After all the moving parts are in place, the next step in making an event like the Veterans Day assembly work is to invite people from the community who serve. Administrative Assistant Debbie Zendlo handles reaching out to the community members who served and inviting them to RHS.
“I get all the information from the social studies and English departments and put it in a flyer with a link so that the veterans have an easy ability to sign up. I put that out in a couple of the [local] publications, the Bath Country Journal and the Richfield Times. . . . I also took lists [of attendants] from the past four years; I compiled those together, and I sent out an email to all those people. I also called a few local retirement communities and retirement home facilities. I got a couple of those to respond [to the email].

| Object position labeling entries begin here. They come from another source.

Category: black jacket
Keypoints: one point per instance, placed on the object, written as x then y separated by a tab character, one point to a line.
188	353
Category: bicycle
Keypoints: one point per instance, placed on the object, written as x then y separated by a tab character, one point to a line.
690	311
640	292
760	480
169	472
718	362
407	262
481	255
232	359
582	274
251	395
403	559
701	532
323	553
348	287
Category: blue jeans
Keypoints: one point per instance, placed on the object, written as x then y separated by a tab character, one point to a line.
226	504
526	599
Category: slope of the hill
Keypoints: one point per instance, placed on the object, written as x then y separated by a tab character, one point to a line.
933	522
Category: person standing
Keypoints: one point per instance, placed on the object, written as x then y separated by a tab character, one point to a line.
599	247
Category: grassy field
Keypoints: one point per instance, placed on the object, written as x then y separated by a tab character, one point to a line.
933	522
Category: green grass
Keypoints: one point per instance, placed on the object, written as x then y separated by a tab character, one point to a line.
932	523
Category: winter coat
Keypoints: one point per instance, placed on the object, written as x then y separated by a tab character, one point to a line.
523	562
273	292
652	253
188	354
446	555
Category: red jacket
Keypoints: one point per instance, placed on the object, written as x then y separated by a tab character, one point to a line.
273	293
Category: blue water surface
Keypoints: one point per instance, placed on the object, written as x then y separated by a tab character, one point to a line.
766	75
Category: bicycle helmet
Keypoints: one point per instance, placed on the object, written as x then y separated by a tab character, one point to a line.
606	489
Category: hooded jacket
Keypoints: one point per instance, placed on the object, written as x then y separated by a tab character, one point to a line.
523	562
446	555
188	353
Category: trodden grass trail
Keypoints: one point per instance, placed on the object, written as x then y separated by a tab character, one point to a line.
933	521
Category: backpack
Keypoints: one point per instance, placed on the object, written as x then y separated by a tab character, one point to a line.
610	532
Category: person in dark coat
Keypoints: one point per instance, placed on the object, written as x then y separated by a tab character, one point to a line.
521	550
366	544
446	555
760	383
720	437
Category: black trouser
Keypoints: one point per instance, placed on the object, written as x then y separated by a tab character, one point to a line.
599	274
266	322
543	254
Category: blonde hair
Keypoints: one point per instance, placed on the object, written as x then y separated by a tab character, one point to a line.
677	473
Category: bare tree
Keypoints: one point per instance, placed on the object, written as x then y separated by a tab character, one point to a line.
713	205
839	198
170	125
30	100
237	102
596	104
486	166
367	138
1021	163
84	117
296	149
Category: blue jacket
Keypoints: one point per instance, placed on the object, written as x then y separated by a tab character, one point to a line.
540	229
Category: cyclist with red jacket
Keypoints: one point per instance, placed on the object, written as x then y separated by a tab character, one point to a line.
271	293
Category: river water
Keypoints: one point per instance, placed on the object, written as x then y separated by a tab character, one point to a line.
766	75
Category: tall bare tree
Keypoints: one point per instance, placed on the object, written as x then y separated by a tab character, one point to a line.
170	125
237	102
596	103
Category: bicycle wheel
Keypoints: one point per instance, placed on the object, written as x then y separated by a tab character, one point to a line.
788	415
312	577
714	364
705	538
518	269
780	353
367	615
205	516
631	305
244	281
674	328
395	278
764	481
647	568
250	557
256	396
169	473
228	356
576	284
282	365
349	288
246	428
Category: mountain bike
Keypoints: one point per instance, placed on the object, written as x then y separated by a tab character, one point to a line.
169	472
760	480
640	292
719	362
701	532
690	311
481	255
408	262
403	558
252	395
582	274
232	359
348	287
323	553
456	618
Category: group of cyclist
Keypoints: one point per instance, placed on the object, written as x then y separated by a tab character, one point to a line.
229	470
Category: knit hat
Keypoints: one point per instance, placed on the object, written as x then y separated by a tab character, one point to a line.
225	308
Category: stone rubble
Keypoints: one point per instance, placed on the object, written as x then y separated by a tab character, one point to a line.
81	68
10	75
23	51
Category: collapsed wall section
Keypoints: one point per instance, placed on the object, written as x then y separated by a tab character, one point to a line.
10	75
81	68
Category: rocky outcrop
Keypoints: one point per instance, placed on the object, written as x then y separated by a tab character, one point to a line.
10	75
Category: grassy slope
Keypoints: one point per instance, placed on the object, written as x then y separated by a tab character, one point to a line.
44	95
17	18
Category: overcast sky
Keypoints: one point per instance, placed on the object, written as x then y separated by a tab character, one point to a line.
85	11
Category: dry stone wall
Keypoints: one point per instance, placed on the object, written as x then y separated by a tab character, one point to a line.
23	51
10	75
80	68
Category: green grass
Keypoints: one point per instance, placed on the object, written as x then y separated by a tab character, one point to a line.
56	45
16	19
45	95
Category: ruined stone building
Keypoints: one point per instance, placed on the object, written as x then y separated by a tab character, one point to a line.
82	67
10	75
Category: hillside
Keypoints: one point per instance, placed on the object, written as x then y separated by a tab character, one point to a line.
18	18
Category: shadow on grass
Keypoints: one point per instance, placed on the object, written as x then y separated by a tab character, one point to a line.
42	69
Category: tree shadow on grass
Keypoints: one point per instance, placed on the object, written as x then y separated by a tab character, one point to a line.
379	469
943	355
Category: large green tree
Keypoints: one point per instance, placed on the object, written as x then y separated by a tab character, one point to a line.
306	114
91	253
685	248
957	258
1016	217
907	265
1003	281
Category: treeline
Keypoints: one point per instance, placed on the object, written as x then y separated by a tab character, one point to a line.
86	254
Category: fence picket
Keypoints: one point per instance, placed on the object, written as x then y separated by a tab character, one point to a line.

I have a whole bus-load of retirement and independent living people coming,” Zendlo said.

The Senior Class President Ria Mahapatra and Class Council President Isabelle Aiken led the pledge of allegiance, followed by Choir Director Sierra Pabon leading both Symphonic Choir and Chorale in the national anthem. Earlier this year, Faris reached out to Pabon, asking her to have the choir do a second piece. Pabon decided to let the school’s A Capella group get involved in the assembly. Reverse A Cappella decided to sing the song Rise, originally sung by Katy Perry. This song carries the theme of a hero facing challenges and persevering in the end.
Senior Nicky Ghiorghie and sophomores Katie Parsons and Myles Kelly gave a speech that has been a part of several Veterans Day assembly.
“[The tradition is] about this dining room table that’s set for prisoners of war and those missing in action, and everything on the table is symbolic of something related to that,” Ghiorghie said.
The three students alternated every few lines when giving the Prisoner of War (POW) and Missing in Action (MIA) speech; they would switch off whenever they talked about a new symbol shown on the table. And at the end of every line, they would say the word ‘remember.’

This year, the orchestra got involved, and they played a melody during this speech.
“We met with the orchestra director and orchestra twice, one on Friday [the seventh] and one on Monday [the tenth], and we just practiced our speech, [and] went over it with the music playing behind us,” Kelly said.
On top of the vocal performances, the band played Salute to America’s Finest, a medley of the service songs for each branch of the military. The orchestra played a rendition of America the Beautiful and a backtrack for the POW/MIA speech. Orchestra Director Joshua Bowman spoke about the preparation aspect of the orchestra’s performance.
“The first thing is choosing the right music and making sure that we’re not doubling up on the songs and working with the other [musical] groups and making sure we don’t [perform] Star Spangled Banner fifteen times throughout the whole [assembly],” Bowman said.
The selection process continued as Bowman assessed the ability of the orchestra. This year, the group played a much more complex version of America the Beautiful than they have in previous years. The group needed to find a balance between the excitement of a new, harder piece of music and the professionalism that is required for an event like this.
“It’s exciting to teach a harder version of the music. It goes with how you look at [the event]; if we’re looking at it as a way to honor [the veterans], then we can go at it with excitement. I know when we’re talking about veterans, we talk about people that have come home, but then there’s also those that haven haven’t come home. Having a couple of veterans in my family, I’m thinking about them as we’re performing, just a way of honoring them,” Bowman said.
RHS has hosted these Veterans Day traditions for over twenty years, and it is an event that the local community continues to attend and appreciate.